Except the armor bonus to AC is about preventing damage. The implication is that the armor prevents the damage due to absorbing the hit. So, no, you're not getting hit (as in the specific mechanical term in Pathfinder), but the assumption is that your armor is being struck and preventing the damage. It stands to reason that sturdier armor would be more resilient (which is why full plate provides more AC than chainmail), so it makes sense that larger sized armor would offer more protection, just as smaller sized armor offers less.

The OP's question was "why don't armor bonuses increase with size the way weapon damage does?". The answer is that Armor Class, Attack Bonus, hit points, and weapon damage are all parts of an abstract system that does not try to mirror "reality" too closely. As soon as you start looking at a fragment of the abstraction (a part of a part, really) and say "but in reality it works like this", you have started to abandon the abstraction.

Within the boundaries of the abstraction, I think my answer stands. If you want to re-write the combat system to inject more "reality", enjoy.. but that's homebrew territory.

Silver Crusade

Urath DM wrote:
The OP's question was "why don't armor bonuses increase with size the way weapon damage does?". The answer is that Armor Class, Attack Bonus, hit points, and weapon damage are all parts of an abstract system that does not try to mirror "reality" too closely. As soon as you start looking at a fragment of the abstraction (a part of a part, really) and say "but in reality it works like this", you have started to abandon the abstraction.

Which is kinda aside the point. They adjust AC for smaller armor, it only makes sense they'd adjust it for larger armor.

Quote:
Within the boundaries of the abstraction, I think my answer stands. If you want to re-write the combat system to inject more "reality", enjoy.. but that's homebrew territory.

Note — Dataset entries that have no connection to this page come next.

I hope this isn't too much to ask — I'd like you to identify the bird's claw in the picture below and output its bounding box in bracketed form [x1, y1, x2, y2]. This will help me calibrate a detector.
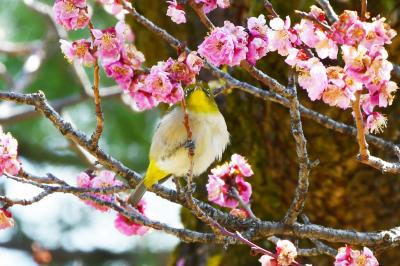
[185, 183, 196, 194]
[184, 139, 196, 152]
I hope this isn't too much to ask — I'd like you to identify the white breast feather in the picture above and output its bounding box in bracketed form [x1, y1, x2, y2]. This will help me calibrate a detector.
[150, 109, 229, 176]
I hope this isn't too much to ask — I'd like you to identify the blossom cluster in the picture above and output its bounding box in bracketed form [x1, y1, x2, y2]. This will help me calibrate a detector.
[258, 240, 297, 266]
[334, 246, 379, 266]
[128, 52, 203, 110]
[56, 2, 203, 110]
[0, 127, 21, 175]
[207, 154, 253, 211]
[194, 0, 231, 13]
[0, 209, 14, 230]
[114, 199, 151, 236]
[97, 0, 124, 15]
[198, 6, 397, 133]
[76, 170, 123, 212]
[53, 0, 90, 30]
[167, 0, 230, 24]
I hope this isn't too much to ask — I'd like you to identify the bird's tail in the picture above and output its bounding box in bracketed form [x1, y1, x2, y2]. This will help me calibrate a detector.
[128, 179, 147, 207]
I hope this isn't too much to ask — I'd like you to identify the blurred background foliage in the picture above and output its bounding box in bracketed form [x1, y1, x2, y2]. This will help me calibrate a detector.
[0, 0, 400, 266]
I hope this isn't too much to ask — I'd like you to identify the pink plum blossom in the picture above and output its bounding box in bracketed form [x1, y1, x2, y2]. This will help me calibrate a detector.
[276, 240, 297, 266]
[104, 60, 134, 90]
[298, 57, 328, 101]
[365, 112, 387, 134]
[92, 21, 126, 64]
[0, 209, 15, 230]
[114, 199, 151, 236]
[357, 247, 379, 266]
[295, 19, 338, 59]
[195, 0, 230, 13]
[314, 31, 339, 59]
[129, 75, 159, 111]
[97, 0, 124, 15]
[367, 81, 398, 107]
[322, 66, 362, 109]
[206, 154, 253, 208]
[76, 170, 122, 212]
[334, 246, 379, 266]
[258, 255, 278, 266]
[308, 5, 326, 22]
[198, 21, 248, 66]
[0, 127, 21, 175]
[267, 16, 298, 56]
[229, 153, 254, 177]
[361, 18, 397, 48]
[247, 15, 269, 38]
[144, 63, 174, 99]
[122, 43, 145, 69]
[144, 59, 184, 104]
[60, 40, 96, 67]
[53, 0, 89, 30]
[167, 0, 186, 24]
[185, 52, 204, 75]
[332, 10, 359, 44]
[285, 48, 310, 67]
[246, 38, 268, 65]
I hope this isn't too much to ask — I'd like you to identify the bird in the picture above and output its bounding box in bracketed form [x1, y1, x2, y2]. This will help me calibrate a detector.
[128, 86, 229, 207]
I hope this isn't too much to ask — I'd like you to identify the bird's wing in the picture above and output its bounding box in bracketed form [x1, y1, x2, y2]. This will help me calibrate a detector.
[150, 108, 187, 161]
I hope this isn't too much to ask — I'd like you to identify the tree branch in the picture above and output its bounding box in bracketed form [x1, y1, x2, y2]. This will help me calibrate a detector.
[283, 73, 311, 224]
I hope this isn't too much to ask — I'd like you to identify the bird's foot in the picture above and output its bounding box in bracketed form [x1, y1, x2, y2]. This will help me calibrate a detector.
[184, 139, 196, 153]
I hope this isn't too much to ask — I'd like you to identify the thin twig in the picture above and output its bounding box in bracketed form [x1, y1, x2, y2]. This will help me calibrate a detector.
[316, 0, 339, 23]
[294, 10, 332, 33]
[264, 0, 279, 18]
[189, 0, 215, 30]
[89, 21, 104, 147]
[231, 187, 259, 220]
[283, 72, 311, 224]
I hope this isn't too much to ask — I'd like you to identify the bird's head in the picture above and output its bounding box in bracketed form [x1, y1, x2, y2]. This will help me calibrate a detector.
[185, 86, 219, 113]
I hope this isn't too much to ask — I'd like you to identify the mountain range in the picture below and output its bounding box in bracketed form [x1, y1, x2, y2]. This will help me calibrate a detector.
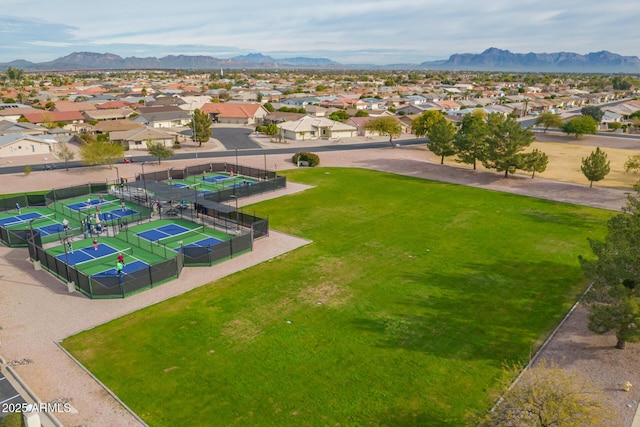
[0, 47, 640, 73]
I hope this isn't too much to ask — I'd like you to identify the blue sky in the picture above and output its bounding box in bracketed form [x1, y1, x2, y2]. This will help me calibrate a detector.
[0, 0, 640, 64]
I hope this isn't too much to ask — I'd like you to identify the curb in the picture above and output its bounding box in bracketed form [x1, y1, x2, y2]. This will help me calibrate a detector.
[54, 341, 149, 427]
[0, 356, 64, 427]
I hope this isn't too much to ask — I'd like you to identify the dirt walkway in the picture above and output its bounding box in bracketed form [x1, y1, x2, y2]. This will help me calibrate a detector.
[0, 147, 640, 427]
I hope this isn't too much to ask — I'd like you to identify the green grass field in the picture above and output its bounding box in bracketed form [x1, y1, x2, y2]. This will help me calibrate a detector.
[170, 173, 258, 192]
[63, 168, 612, 426]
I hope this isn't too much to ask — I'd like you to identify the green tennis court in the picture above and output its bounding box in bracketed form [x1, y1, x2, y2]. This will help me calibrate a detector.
[165, 172, 258, 193]
[118, 219, 232, 257]
[47, 237, 168, 276]
[51, 194, 148, 222]
[0, 207, 80, 242]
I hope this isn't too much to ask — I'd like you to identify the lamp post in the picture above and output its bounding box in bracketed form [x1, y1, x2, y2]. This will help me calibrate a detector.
[229, 194, 240, 234]
[264, 153, 267, 181]
[140, 162, 149, 206]
[189, 101, 198, 159]
[62, 236, 71, 282]
[29, 218, 37, 249]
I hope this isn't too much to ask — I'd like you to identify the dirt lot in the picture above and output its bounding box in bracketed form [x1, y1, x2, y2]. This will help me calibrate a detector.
[0, 131, 640, 427]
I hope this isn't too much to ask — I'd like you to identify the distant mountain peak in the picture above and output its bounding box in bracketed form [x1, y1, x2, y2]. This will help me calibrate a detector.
[420, 47, 640, 73]
[0, 47, 640, 73]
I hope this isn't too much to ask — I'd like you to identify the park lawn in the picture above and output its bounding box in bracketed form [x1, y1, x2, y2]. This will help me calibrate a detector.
[63, 168, 612, 426]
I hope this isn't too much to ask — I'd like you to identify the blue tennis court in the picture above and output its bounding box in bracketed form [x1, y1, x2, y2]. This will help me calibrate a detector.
[173, 237, 222, 252]
[136, 224, 193, 242]
[0, 212, 44, 227]
[200, 175, 232, 183]
[65, 199, 116, 212]
[98, 208, 138, 221]
[227, 181, 253, 188]
[56, 243, 118, 265]
[36, 223, 64, 236]
[91, 260, 149, 277]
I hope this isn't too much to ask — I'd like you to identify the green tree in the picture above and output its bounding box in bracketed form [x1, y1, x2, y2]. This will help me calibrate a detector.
[364, 116, 402, 148]
[473, 360, 621, 427]
[611, 76, 632, 90]
[80, 141, 124, 169]
[264, 123, 278, 136]
[562, 116, 598, 139]
[191, 108, 213, 147]
[580, 105, 604, 123]
[536, 111, 562, 132]
[263, 102, 276, 113]
[6, 66, 24, 82]
[411, 110, 444, 138]
[147, 140, 174, 164]
[522, 148, 549, 179]
[624, 154, 640, 173]
[427, 116, 456, 165]
[453, 113, 489, 170]
[329, 110, 351, 122]
[580, 147, 611, 187]
[579, 184, 640, 349]
[56, 142, 76, 170]
[482, 113, 536, 178]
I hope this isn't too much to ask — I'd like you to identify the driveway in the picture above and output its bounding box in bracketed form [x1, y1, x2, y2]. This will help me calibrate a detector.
[213, 125, 261, 150]
[0, 372, 25, 421]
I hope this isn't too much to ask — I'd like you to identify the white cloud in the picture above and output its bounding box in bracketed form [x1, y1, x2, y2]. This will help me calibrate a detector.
[0, 0, 640, 63]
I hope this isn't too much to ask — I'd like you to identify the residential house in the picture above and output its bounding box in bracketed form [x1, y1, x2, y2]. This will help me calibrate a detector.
[278, 116, 358, 141]
[280, 96, 320, 108]
[93, 119, 145, 133]
[345, 116, 411, 138]
[22, 110, 84, 125]
[109, 126, 178, 150]
[200, 102, 269, 125]
[0, 120, 48, 136]
[52, 101, 97, 112]
[132, 106, 191, 128]
[0, 107, 43, 122]
[304, 104, 329, 117]
[264, 111, 306, 125]
[83, 107, 133, 122]
[396, 103, 443, 116]
[356, 98, 386, 110]
[0, 133, 58, 157]
[434, 100, 461, 114]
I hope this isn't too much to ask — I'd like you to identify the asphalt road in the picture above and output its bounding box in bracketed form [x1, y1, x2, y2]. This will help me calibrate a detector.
[213, 127, 260, 150]
[0, 372, 25, 420]
[0, 128, 427, 174]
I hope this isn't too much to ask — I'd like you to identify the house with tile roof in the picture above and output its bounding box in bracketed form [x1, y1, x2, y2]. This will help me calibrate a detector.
[132, 106, 191, 128]
[200, 102, 269, 125]
[0, 107, 42, 122]
[92, 119, 145, 133]
[0, 133, 58, 157]
[53, 101, 96, 112]
[278, 116, 358, 141]
[0, 120, 48, 135]
[82, 107, 133, 122]
[22, 110, 84, 124]
[109, 126, 178, 150]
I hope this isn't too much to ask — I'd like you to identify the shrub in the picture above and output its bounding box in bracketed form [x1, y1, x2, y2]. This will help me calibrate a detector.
[291, 151, 320, 167]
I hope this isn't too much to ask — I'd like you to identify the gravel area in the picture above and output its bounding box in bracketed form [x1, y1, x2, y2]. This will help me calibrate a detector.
[0, 141, 640, 427]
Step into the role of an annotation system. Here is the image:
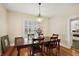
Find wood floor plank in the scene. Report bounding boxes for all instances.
[2,46,79,56]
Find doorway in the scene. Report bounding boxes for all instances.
[70,17,79,50]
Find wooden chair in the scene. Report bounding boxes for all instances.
[15,37,29,56]
[52,34,59,39]
[1,35,14,56]
[28,34,34,40]
[48,39,60,56]
[44,36,60,55]
[32,37,44,56]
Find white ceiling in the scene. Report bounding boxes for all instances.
[2,3,79,17]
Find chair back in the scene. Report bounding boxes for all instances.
[28,34,34,40]
[49,39,60,48]
[15,37,24,45]
[1,35,10,53]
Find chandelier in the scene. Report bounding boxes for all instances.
[38,3,43,22]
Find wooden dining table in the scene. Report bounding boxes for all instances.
[15,37,60,56]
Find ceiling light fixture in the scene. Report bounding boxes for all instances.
[38,3,43,22]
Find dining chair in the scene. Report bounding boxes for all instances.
[15,37,29,56]
[44,35,60,55]
[48,39,60,56]
[52,34,59,39]
[45,38,60,56]
[32,37,44,56]
[1,35,14,56]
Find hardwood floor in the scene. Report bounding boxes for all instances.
[11,46,79,56]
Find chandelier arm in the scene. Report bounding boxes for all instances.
[39,3,41,17]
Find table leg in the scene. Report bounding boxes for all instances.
[17,47,20,56]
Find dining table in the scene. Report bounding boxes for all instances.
[15,37,60,56]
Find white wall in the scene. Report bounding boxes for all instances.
[49,6,79,48]
[8,11,48,43]
[0,5,7,52]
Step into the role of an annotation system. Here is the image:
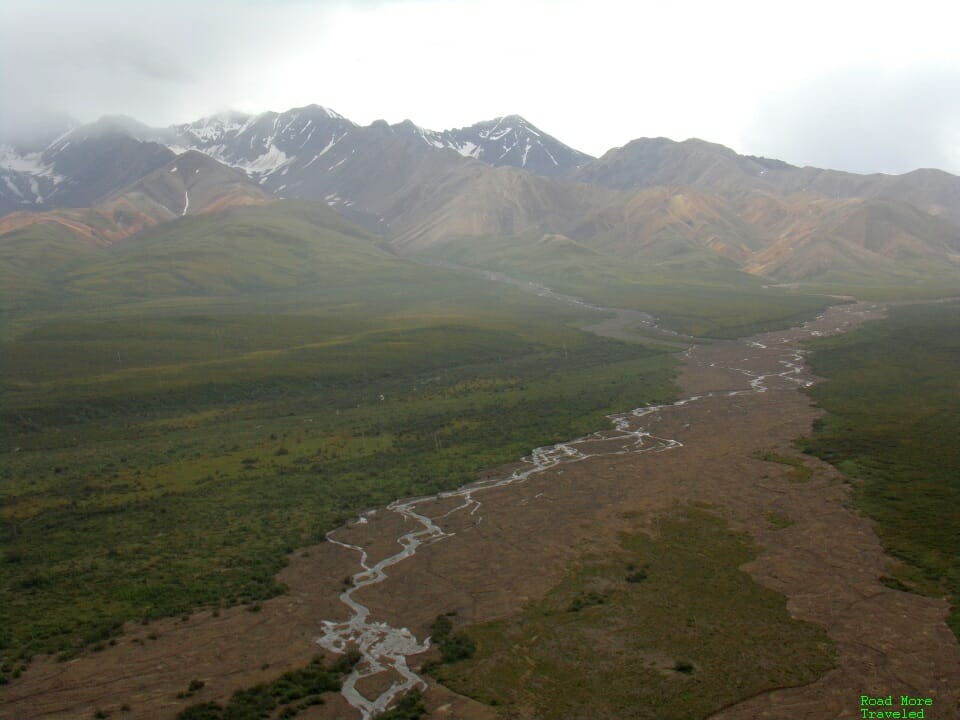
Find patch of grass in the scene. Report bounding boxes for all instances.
[177,658,342,720]
[802,302,960,637]
[434,509,833,720]
[753,450,813,482]
[0,268,675,677]
[425,234,836,338]
[764,510,794,530]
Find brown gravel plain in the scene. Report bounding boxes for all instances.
[0,304,960,720]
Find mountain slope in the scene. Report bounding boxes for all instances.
[393,115,592,177]
[0,118,175,214]
[0,151,274,245]
[570,138,960,222]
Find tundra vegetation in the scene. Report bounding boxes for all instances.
[432,508,834,720]
[0,201,825,682]
[802,302,960,637]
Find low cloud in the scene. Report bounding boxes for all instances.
[742,67,960,173]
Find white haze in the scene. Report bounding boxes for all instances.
[0,0,960,172]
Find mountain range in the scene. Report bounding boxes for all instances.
[0,105,960,290]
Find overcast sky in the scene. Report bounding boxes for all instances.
[0,0,960,173]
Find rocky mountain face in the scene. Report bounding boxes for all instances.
[0,150,274,246]
[0,118,175,213]
[0,105,960,282]
[569,138,960,222]
[393,115,593,177]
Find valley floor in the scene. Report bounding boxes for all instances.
[0,304,960,720]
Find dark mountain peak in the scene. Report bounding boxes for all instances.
[80,115,152,139]
[284,103,353,125]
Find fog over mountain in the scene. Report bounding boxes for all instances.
[0,0,960,173]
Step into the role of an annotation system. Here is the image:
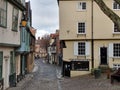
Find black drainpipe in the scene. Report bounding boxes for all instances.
[91,0,94,68]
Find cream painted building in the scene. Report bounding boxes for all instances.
[0,0,25,90]
[58,0,120,77]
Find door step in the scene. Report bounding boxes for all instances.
[99,65,109,73]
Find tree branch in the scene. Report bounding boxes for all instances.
[114,0,120,4]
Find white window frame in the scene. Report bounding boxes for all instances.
[109,43,120,58]
[77,22,86,34]
[113,0,120,10]
[113,23,120,34]
[74,41,90,56]
[113,64,120,70]
[77,1,87,11]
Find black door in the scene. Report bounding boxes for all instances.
[63,62,71,77]
[100,47,107,65]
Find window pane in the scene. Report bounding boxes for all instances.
[78,22,85,33]
[0,0,7,27]
[113,43,120,57]
[82,2,86,9]
[12,8,18,31]
[78,42,85,55]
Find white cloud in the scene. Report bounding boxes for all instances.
[27,0,59,38]
[36,30,50,39]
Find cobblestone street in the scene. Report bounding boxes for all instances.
[8,59,120,90]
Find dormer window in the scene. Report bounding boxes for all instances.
[114,24,120,33]
[78,2,86,11]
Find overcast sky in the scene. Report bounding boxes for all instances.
[26,0,59,38]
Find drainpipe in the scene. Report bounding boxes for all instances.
[91,0,94,68]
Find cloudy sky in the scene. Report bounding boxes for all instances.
[26,0,59,38]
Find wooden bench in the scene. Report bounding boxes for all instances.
[111,68,120,84]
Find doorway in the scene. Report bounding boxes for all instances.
[100,47,107,65]
[63,61,71,77]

Given your reasoning, I'd say it doesn't. And I have no interest in reworking anything right now. Just discussing reasoning.


Isonaroc wrote:
Urath DM wrote:
The OP's question was "why don't armor bonuses increase with size the way weapon damage does?". The answer is that Armor Class, Attack Bonus, hit points, and weapon damage are all parts of an abstract system that does not try to mirror "reality" too closely. As soon as you start looking at a fragment of the abstraction (a part of a part, really) and say "but in reality it works like this", you have started to abandon the abstraction.

Which is kinda aside the point. They adjust AC for smaller armor, it only makes sense they'd adjust it for larger armor.

I'd appreciate it if you could point me to where to find that rule. I don't recall ever seeing it.